I felt these dangers had been value taking and added the inventory to my Self-Invested Private Pension (SIPP) a few years in the past, and it’s paying off properly. However ought to revenue seekers take into account shopping for the wealth supervisor at the moment?

Market-beating revenue

Wednesday’s (3 September) first-half outcomes had been stable sufficient. Adjusted working revenue earlier than tax climbed simply £3m to £375m, following an £8m overseas trade loss in its asset administration arm. Extra encouragingly, adjusted revenue after tax jumped to £248m, an enormous enchancment on the £56m loss posted beforehand. That was partly on account of technical accounting changes. The group additionally reported robust web inflows, suggesting prospects nonetheless belief lively fund managers with their cash.

Over the previous 12 months the share value has risen 22%, and it’s up round 60% over 5 years. That’s not unhealthy development from a inventory most will most likely be for revenue. Dividends are on prime of that. With a ahead price-to-earnings ratio of simply 10.25, the valuation nonetheless seems to be cheap.

Shareholder payouts

If an investor put £2,000 into the inventory at at the moment’s value of 261.8p, they’d get round 763 shares after prices. In 2025, analysts anticipate M&G to pay a dividend per share of 20.6p. That might give them £157 in dividend revenue over the 12 months.

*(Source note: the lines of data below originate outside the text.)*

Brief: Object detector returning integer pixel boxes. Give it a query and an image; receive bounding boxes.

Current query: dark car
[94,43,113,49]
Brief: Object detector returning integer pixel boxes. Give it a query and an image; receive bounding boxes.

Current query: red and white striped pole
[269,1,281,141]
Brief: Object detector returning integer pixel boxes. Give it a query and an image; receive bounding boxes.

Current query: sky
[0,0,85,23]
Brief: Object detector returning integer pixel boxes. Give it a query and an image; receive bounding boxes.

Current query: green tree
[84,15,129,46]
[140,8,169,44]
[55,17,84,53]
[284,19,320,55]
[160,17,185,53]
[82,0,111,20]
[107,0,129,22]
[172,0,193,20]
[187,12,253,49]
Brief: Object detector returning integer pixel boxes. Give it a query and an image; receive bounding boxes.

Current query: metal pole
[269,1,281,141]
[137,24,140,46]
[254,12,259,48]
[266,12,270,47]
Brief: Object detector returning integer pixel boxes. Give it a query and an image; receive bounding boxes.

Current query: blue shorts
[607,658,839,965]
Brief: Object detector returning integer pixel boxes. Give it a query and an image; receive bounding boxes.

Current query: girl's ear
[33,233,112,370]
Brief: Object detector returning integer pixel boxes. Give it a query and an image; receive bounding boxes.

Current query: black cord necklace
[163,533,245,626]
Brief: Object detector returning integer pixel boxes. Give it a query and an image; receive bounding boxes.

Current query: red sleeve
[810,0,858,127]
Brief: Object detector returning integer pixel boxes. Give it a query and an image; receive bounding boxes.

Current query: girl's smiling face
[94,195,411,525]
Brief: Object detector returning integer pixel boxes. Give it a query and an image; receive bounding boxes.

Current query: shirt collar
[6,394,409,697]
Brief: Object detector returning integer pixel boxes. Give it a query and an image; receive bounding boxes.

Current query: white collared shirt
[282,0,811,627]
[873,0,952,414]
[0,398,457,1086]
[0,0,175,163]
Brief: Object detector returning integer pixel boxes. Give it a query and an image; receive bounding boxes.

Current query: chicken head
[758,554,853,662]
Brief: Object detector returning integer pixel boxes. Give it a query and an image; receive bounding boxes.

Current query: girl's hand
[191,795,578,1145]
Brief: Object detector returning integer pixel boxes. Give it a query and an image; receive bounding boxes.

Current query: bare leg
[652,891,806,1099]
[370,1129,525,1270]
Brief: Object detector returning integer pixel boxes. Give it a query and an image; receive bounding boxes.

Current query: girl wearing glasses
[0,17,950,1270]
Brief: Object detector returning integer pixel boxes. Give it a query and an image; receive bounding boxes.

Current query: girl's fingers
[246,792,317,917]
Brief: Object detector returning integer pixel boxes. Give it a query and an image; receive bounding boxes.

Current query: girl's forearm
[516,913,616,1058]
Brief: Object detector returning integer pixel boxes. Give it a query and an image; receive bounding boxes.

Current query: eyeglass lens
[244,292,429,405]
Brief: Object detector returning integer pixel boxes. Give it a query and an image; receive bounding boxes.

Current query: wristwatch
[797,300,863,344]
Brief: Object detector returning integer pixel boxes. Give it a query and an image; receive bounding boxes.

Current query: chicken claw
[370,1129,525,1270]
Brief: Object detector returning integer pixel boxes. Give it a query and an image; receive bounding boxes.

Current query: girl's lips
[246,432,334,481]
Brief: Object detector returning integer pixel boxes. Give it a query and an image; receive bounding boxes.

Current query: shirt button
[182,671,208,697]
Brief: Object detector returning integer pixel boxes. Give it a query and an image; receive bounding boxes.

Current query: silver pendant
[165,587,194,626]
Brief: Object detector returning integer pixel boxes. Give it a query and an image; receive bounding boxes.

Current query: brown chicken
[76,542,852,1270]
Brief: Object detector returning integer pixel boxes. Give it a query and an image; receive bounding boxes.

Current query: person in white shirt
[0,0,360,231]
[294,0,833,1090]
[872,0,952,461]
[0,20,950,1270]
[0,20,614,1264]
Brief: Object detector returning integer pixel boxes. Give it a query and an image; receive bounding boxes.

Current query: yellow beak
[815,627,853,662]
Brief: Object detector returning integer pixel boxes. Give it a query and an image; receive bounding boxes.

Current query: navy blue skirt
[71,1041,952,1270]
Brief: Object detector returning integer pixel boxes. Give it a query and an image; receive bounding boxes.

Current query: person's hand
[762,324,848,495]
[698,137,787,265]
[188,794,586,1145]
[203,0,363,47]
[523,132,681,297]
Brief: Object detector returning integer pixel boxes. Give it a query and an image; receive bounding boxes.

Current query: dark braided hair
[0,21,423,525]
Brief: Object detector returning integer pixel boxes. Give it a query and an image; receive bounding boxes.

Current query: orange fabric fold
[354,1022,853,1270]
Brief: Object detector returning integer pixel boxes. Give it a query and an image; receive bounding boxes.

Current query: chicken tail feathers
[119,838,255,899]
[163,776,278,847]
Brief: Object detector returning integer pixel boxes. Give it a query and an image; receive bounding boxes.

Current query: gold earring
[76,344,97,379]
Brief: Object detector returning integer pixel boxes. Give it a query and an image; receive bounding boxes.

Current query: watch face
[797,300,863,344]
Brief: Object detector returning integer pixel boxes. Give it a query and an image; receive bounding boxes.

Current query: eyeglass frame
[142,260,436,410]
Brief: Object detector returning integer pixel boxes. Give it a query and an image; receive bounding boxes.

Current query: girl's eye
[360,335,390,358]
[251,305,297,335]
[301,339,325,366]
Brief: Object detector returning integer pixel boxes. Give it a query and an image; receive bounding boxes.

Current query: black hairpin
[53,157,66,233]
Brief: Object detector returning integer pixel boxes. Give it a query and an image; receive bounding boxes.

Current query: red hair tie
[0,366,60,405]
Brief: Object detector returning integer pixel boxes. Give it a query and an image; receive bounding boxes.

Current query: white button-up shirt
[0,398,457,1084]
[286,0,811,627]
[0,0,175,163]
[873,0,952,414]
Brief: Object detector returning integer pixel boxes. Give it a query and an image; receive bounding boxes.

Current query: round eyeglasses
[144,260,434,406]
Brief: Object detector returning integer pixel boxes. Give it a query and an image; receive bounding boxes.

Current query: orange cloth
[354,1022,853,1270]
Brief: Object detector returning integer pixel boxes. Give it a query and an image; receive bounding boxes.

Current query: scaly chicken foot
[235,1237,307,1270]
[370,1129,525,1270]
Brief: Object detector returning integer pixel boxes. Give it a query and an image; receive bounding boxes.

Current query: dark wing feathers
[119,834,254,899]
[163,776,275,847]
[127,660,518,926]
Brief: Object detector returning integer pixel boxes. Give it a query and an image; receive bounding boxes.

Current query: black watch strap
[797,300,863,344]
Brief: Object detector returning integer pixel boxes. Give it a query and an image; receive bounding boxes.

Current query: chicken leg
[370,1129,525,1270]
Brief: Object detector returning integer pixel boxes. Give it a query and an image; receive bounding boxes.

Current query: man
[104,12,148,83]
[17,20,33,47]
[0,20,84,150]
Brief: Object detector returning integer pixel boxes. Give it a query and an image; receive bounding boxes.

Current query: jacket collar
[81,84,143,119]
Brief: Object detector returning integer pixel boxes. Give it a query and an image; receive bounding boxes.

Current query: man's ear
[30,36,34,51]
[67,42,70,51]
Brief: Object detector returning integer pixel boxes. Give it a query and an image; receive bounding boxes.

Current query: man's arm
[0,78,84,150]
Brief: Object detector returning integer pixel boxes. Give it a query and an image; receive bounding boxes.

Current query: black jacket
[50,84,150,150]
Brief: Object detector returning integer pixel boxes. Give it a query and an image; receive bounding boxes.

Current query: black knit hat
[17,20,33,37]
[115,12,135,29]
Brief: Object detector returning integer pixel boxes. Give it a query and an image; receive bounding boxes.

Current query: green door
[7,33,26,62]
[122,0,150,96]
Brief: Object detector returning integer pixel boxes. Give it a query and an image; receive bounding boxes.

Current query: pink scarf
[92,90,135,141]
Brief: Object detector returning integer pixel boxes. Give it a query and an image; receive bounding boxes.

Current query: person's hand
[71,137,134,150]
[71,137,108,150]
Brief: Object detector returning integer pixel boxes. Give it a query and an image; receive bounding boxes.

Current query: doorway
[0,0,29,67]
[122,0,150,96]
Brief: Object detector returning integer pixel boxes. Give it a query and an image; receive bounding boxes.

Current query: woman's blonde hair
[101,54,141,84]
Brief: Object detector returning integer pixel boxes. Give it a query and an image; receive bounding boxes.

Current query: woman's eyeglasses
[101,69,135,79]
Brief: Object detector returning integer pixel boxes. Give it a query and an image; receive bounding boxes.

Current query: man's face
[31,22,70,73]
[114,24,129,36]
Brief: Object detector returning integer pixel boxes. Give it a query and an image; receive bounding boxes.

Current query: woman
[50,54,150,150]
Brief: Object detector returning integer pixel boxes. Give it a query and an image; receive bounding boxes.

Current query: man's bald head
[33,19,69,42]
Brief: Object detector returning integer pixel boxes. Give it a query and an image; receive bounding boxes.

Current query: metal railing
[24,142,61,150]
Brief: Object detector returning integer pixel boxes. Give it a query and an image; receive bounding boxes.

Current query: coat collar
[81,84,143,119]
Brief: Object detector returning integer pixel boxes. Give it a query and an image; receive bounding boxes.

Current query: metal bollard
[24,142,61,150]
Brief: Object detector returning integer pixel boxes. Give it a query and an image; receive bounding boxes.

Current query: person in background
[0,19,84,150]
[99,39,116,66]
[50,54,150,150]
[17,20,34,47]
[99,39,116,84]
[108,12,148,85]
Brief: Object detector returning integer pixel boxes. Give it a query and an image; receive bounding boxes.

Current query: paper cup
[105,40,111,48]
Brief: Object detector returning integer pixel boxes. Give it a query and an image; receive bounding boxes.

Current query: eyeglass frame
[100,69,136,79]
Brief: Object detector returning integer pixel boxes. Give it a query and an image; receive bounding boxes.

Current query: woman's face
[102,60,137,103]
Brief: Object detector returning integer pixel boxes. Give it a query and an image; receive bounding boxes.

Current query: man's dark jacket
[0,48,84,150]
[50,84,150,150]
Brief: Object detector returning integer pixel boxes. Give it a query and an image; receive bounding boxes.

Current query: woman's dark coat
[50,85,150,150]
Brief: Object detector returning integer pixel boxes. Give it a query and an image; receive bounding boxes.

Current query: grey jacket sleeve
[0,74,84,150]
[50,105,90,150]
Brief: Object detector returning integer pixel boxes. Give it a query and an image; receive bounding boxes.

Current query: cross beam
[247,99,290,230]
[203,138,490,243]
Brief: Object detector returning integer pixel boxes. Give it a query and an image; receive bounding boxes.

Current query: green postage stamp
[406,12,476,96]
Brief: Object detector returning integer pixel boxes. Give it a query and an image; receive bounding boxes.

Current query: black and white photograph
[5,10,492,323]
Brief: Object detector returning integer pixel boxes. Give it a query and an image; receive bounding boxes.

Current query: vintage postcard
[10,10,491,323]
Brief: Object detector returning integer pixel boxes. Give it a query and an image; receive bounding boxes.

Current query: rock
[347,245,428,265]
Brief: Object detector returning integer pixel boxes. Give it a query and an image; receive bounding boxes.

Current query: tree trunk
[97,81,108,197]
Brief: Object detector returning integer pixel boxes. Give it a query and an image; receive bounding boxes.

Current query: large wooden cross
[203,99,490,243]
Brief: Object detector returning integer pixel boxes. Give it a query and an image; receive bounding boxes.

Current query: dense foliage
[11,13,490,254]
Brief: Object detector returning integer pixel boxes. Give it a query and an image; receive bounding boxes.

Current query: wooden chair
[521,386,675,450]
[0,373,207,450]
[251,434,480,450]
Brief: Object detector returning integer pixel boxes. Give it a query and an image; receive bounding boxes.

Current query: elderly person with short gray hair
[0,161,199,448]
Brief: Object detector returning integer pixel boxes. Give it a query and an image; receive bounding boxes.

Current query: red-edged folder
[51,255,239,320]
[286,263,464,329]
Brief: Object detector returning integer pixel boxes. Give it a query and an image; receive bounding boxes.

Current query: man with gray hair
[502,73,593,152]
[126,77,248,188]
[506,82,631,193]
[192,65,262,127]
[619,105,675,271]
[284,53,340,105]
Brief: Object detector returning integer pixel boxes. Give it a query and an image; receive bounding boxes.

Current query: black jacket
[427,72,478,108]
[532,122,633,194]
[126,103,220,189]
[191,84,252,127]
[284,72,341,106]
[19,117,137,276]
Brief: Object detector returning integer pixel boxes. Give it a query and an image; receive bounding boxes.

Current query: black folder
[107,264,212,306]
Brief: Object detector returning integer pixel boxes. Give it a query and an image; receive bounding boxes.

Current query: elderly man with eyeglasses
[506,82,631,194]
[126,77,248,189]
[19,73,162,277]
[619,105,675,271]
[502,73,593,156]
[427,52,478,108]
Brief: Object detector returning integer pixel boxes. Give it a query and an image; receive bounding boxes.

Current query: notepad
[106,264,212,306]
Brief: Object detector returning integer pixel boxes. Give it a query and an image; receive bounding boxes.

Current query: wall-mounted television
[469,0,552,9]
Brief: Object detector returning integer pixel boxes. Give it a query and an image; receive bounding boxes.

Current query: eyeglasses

In the event that they reinvested that revenue again into the inventory to choose up extra shares at roughly at the moment’s value, they’d bag one other 60. That might elevate their holding to 823 shares. In 2026, with the dividend per share anticipated to rise to 21.1p, they’d acquire round £173 on prime of that.

This provides traders a double revenue enhance. The dividend per share rises, however so does the variety of shares held, due to reinvesting. It’s a easy demonstration of the thrill of compound returns from FTSE 100 revenue shares.

Funding dangers

No dividend is assured, and M&G isn’t with out its challenges. Web fund outflows hit £1.9bn final 12 months as jittery traders pulled money, and one other market sell-off might dent property underneath administration. Rising market volatility is at all times a hazard, and shareholder payouts might come underneath strain if money flows slip. Dividend development can also be anticipated to be modest, with dividends forecast to rise simply 2% a 12 months, which in actual phrases lags inflation.

Nonetheless, I believe M&G is a stable revenue play. Its solvency ratio of 223% reveals monetary resilience, and administration’s expectation of £2.7bn of working capital technology over the subsequent three years provides it scope to take care of dividends. I reckon M&G is properly value contemplating shopping for for long-term traders searching for excessive revenue and with luck, some capital development too.